In linear logic (actually, already in its intuitionistic fragment) the "linear currying equivalence" holds, i.e. $P \multimap (Q \multimap P) \equiv (P \otimes Q) \multimap P$ (with respect to the exportation law in your original question, in linear logic you have to replace the implication with the linear implication $\multimap$, and the conjunction with the tensor $\otimes$). You can prove that using the rules of linear logic sequent calculus as follows: \begin{align*} \dfrac{\dfrac{\dfrac{\dfrac{}{P \vdash P} \qquad \dfrac{\dfrac{}{Q \vdash Q} \qquad \dfrac{}{P \vdash P}}{Q \multimap P, \, Q \vdash P}}{P \multimap (Q \multimap P), \, P, \, Q \vdash P}}{P \multimap (Q \multimap P), \, P \otimes Q \vdash P}}{P \multimap (Q \multimap P) \vdash (P \otimes Q) \multimap P} \qquad\qquad \dfrac{ \dfrac{ \dfrac{ \dfrac{\dfrac{}{P \vdash P} \qquad\dfrac{}{Q \vdash Q}}{P, \, Q \vdash P \otimes Q} \qquad \dfrac{}{P \vdash P} } {(P \otimes Q) \multimap P, \, P, \, Q \vdash P}} {(P \otimes Q) \multimap P, \, P \vdash Q \multimap P}} {(P \otimes Q) \multimap P \vdash P \multimap (Q \multimap P)} \end{align*}

This fact is not surprising: you can prove, for instance, $P \multimap (Q \multimap P)$ from $(P \otimes Q) \multimap P$ in a "linear" way (i.e. without using weakening) because in a way you have already supposed a sort of weakening in your hypotheses $(P \otimes Q) \multimap P$. And analogously to prove $(P \otimes Q) \multimap P$ from $P \multimap (Q \multimap P)$.
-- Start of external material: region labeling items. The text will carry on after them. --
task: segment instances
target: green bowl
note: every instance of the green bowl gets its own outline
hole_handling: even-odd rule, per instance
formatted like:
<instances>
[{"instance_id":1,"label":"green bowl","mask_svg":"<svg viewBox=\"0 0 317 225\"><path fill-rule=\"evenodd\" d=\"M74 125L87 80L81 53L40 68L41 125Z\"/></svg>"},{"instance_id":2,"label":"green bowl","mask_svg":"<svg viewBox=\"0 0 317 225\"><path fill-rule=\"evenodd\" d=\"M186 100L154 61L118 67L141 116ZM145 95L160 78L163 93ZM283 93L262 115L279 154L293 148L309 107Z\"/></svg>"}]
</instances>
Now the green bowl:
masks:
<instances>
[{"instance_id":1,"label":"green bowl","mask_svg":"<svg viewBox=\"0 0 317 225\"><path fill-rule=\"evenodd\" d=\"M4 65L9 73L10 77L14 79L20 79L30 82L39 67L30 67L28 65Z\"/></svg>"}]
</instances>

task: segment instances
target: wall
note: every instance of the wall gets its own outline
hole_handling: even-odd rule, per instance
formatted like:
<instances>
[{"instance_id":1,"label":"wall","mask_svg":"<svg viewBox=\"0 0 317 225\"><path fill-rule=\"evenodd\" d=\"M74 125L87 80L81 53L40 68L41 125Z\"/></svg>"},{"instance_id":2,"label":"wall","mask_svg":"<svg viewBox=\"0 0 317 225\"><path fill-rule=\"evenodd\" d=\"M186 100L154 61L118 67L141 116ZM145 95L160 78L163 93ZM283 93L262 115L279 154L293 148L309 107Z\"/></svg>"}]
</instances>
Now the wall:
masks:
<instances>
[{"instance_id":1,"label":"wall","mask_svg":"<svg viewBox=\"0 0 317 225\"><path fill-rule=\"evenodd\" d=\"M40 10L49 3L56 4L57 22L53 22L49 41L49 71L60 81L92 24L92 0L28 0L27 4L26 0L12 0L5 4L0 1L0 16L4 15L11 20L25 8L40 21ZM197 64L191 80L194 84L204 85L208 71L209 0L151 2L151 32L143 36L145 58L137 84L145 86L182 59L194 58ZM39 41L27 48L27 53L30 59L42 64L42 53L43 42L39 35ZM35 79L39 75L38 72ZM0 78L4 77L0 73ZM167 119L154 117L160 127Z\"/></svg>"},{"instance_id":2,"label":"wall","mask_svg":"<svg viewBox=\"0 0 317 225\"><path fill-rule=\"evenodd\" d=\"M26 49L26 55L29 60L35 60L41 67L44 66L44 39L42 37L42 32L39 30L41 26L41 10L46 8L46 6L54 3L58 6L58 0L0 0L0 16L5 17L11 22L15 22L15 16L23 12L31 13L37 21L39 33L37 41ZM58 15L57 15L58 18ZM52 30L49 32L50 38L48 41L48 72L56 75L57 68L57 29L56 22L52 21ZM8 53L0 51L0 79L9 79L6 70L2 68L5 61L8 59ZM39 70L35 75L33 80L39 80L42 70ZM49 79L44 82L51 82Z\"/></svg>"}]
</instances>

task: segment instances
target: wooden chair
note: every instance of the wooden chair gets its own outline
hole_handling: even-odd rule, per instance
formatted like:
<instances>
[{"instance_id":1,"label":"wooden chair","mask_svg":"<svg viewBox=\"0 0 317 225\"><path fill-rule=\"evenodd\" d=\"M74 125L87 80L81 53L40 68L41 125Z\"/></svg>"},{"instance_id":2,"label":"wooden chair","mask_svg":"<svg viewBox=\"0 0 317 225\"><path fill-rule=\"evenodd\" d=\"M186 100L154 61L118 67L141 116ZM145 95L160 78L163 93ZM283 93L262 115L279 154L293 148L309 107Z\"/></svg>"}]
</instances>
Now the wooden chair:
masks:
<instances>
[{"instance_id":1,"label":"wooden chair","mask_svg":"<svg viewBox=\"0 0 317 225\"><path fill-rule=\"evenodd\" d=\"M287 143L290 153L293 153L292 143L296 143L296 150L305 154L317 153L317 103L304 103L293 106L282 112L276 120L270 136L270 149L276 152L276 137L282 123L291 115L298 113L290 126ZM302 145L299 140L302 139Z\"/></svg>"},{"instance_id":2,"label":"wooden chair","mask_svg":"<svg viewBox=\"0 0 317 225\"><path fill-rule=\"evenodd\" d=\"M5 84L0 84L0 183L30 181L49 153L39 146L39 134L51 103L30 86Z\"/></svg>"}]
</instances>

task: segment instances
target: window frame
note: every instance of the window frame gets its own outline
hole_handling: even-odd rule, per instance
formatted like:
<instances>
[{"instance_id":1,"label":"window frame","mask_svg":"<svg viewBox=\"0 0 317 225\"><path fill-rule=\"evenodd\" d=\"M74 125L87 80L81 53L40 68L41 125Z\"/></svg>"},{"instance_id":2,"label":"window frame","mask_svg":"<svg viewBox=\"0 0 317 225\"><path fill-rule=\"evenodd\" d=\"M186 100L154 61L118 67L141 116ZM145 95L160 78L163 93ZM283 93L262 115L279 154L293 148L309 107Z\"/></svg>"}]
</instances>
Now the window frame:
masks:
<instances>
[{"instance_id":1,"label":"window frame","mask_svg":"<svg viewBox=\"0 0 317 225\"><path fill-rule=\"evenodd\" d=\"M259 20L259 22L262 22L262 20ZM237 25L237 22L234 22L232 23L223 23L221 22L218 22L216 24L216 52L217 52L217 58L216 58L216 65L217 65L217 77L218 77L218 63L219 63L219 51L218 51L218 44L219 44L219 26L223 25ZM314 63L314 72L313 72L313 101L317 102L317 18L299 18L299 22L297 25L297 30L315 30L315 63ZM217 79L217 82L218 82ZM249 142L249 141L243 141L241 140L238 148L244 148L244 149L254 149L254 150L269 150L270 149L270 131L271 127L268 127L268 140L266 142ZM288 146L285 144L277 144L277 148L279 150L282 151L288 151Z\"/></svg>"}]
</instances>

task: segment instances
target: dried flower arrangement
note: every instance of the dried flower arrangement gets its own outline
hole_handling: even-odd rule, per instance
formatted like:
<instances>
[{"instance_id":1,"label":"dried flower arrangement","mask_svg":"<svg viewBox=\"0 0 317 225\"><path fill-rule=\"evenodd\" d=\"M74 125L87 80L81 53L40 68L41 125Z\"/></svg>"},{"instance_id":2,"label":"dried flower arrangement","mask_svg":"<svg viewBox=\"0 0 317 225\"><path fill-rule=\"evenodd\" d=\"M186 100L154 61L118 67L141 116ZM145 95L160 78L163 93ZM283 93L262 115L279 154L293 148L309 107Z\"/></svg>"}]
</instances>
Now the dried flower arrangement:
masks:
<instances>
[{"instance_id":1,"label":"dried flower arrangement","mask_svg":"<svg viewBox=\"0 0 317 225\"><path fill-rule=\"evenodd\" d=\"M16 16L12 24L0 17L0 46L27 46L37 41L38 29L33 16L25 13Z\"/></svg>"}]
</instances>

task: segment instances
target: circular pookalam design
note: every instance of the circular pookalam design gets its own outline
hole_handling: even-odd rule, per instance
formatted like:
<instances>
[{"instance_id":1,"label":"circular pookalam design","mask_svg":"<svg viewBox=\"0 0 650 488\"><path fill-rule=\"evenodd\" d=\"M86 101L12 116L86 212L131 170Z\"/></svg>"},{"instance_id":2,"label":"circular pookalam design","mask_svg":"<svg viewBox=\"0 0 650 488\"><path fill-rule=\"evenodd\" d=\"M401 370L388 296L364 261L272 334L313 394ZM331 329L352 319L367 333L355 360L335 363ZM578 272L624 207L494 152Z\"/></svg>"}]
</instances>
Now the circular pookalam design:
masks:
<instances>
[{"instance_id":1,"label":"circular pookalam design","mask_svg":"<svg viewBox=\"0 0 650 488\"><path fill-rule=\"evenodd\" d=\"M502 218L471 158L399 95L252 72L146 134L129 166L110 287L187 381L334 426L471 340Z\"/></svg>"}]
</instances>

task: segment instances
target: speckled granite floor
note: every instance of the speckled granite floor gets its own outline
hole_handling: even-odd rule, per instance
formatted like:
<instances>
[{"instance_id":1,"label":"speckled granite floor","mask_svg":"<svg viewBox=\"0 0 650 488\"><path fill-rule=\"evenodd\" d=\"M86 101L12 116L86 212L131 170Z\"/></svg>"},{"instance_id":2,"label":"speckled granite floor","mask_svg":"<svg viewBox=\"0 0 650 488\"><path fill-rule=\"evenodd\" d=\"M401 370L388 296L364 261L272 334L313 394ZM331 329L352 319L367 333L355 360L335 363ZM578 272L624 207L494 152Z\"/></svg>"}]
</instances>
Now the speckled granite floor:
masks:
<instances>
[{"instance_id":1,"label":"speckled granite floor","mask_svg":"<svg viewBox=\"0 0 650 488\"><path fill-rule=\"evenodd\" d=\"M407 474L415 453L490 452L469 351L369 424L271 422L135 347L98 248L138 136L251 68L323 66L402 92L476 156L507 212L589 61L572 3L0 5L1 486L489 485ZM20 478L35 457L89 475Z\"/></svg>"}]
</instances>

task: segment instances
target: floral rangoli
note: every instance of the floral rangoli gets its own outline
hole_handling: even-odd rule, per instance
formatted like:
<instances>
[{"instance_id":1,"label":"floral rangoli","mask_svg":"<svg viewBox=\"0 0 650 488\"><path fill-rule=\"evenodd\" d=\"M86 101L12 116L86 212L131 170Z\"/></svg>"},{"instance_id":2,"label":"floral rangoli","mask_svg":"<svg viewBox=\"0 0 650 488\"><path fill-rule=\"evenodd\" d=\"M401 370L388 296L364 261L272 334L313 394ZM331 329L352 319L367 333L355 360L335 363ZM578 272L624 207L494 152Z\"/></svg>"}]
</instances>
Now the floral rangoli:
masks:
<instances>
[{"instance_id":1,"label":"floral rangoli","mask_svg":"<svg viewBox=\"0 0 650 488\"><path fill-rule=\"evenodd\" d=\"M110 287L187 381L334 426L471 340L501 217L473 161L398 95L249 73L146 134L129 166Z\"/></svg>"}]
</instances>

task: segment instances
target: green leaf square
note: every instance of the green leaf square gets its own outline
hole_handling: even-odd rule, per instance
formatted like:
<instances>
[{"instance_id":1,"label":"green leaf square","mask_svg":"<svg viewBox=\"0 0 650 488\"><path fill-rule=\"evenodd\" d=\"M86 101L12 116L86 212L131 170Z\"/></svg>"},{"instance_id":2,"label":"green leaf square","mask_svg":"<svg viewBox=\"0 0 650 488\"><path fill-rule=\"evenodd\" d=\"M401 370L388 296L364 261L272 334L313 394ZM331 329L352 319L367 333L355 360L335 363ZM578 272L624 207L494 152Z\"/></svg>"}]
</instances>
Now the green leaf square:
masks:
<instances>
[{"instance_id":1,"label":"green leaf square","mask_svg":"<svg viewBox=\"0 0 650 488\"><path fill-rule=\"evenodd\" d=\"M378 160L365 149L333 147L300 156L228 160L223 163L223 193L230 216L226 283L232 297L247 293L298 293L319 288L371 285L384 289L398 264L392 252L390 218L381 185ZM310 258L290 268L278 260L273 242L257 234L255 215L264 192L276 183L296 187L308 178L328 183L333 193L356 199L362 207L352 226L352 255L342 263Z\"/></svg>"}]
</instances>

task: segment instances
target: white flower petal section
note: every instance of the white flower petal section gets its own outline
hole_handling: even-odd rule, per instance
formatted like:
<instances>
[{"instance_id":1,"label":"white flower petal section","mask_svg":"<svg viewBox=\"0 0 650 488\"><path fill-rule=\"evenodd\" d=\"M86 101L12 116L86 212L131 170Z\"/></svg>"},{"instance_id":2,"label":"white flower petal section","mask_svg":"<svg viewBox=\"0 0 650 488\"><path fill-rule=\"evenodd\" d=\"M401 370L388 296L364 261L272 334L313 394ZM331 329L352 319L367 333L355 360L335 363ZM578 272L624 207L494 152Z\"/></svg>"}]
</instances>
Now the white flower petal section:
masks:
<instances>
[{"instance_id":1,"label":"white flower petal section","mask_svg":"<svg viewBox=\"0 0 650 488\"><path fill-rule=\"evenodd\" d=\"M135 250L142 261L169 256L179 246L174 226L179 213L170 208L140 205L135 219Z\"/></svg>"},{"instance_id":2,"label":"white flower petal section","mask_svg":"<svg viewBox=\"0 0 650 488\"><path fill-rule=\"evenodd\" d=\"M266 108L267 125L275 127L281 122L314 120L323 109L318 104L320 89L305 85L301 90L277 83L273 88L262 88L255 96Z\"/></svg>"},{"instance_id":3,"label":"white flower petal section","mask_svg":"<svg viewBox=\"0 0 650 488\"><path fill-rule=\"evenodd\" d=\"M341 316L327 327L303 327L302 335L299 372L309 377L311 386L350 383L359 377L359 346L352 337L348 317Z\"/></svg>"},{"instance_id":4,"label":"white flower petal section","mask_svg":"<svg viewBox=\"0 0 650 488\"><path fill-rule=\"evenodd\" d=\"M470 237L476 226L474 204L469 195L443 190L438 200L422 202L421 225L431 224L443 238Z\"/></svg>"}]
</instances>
Remark for specialists: you can't prove the "exportation law" in linear logic if you replace the conjunction with the "with" $\&$. What linear logic shows is that the exportation law holds in a linear way in intuitionistic and classical logic if and only if you use the conjunction in a multiplicative way, it does not hold if you use the conjunction in an additive way. This is natural because the linear implication in linear logic is multiplicative.

Concerning relevance logic, someone added a link to the right answer in the comments below.

Answer 2

As per Taroccoesbrocco's answer, currying is already valid in linear logic. I think part of your confusion here might be that you are considering a restriction of the usual, more general currying schema $P \to (Q \to R) \equiv (P \wedge Q) \to R$, which becomes $P \multimap (Q \multimap R) \equiv (P \otimes Q) \multimap R$ in the notation of linear logic (and is closely related to the tensor-hom adjunction in monoidal closed categories). That is, you are considering the special case of the currying equivalence where $R = P$. In this case, the two sides of the equivalence both happen to be classical/intuitionistic tautologies, but that is irrelevant for the proof that the equivalence itself is a tautology (of classical/intuitionistic logic, but also of linear logic).